An investigation by the US attorney Michael Garcia descended into farce when he resigned his position after his adjudicatory counterpart on the ethics committee, Hans-Joachim Eckert, refused to publish his findings in full. Fifa has now promised to publish his report in an “appropriate” form.
Collins said the new group would call for term limits and an independent and separate reform commission with proper protection for whistleblowers. He said there should be full transparency, with minutes of all meetings published, live streaming of executive committee meetings and full declarations of interest.
The Belgian MEP Ivo Belet said: “We have to stop talking and do something. Public and political support for football is jeopardised because of the miserable situation at Fifa. We fully respect the principle of self-regulation, but on one condition: that good governance is guaranteed.”
Lord Triesman, the former FA chairman who oversaw England’s 2018 bid until he was forced out by a newspaper sting, said change was long overdue and that Sepp Blatter presided over “a deeply flawed set of people”. He added that “tinkering with the arrangements” would not be enough to change Fifa’s culture. “Had this been the chairman of a publicly quoted company they could not have survived this series of scandals,” he said of the Fifa president.
The disputed votes for the 2018 and 2022 World Cups should not stand, he argued, because around 50% of the executive committee had since left under a cloud. “There is no reason for people to assume that people should be treated as heads of state because they happen to be running a football organisation. It is an absurd way of looking at the world.”
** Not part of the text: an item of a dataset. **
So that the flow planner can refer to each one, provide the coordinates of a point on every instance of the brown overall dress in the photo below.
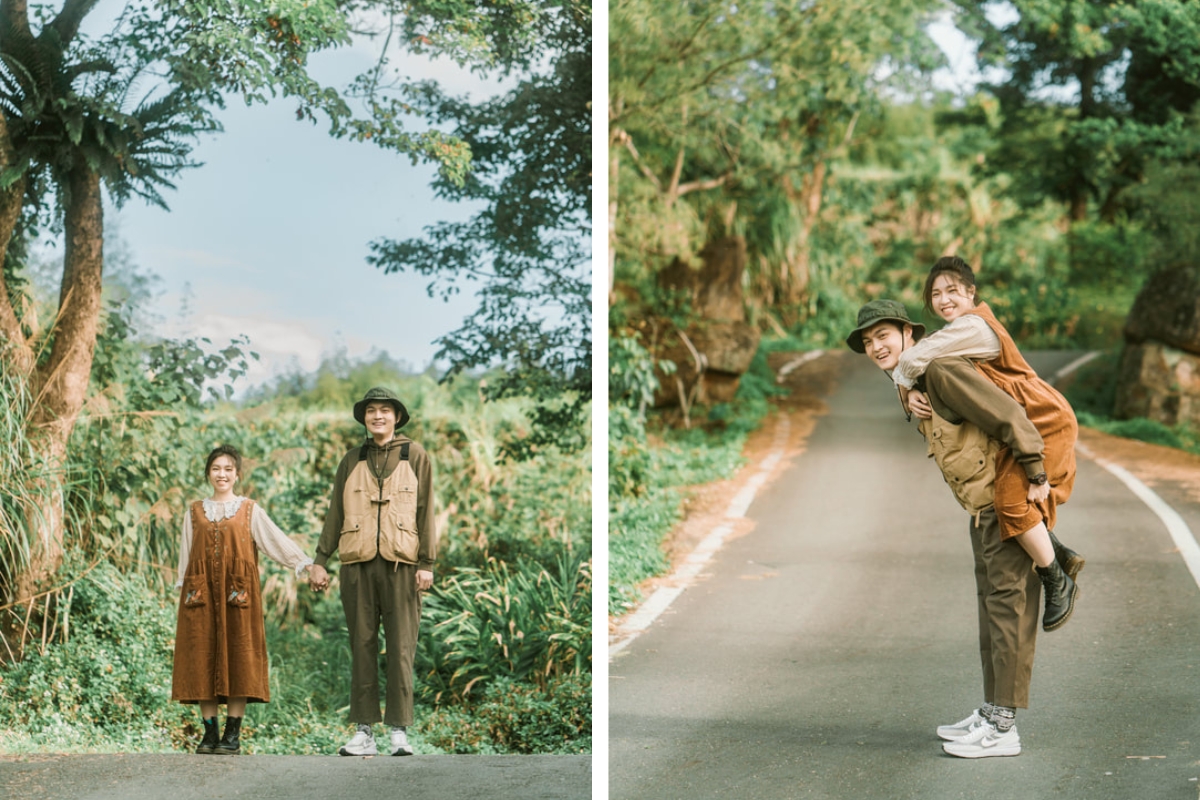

Blatter will stand again for a fifth term as president in May and is likely to be opposed by the Uefa-backed Jordanian candidate Prince Ali. Harold Mayne-Nicholls, the former head of the Chilean FA, said he would decide in the next week whether to stand. That would leave him just days to gather the necessary five nominations from among the 209 Fifa members by the 29 January deadline.
But he said he had already spoken to several FAs who would be prepared to back him if he did stand. Outlining his plans, Mayne-Nicholls backed the idea of a maximum eight-year term limit for the Fifa president, the introduction of sin bins and greater transparency. “Fifa must publish all salaries, daily allowances and so on,” he said. “Contracts with third parties must also be published, with ultimate owners made clear.”
Jaimie Fuller, president of the sportswear brand Skins who led a campaign for change in cycling and is now backing New Fifa Now, said he had invited five Fifa sponsors to attend the summit but none had replied. “Fifa’s reputation has fallen too far. Whatever the outcome of the May election, Fifa must be dragged kicking and screaming into change,” he said.
Jérôme Champagne, the former senior Fifa executive who is also standing for the presidency but has yet to acquire the five required nominations, called for reform from within. “Anti Fifa-ism is a danger. We need a strong Fifa.”
He also said Qatar should be given a year to prove it was making progress on the issue of migrant workers rights or risk losing the 2022 World Cup. “We cannot stand for the systematic exploitation of workers from the valleys of Nepal. We cannot celebrate football knowing this.”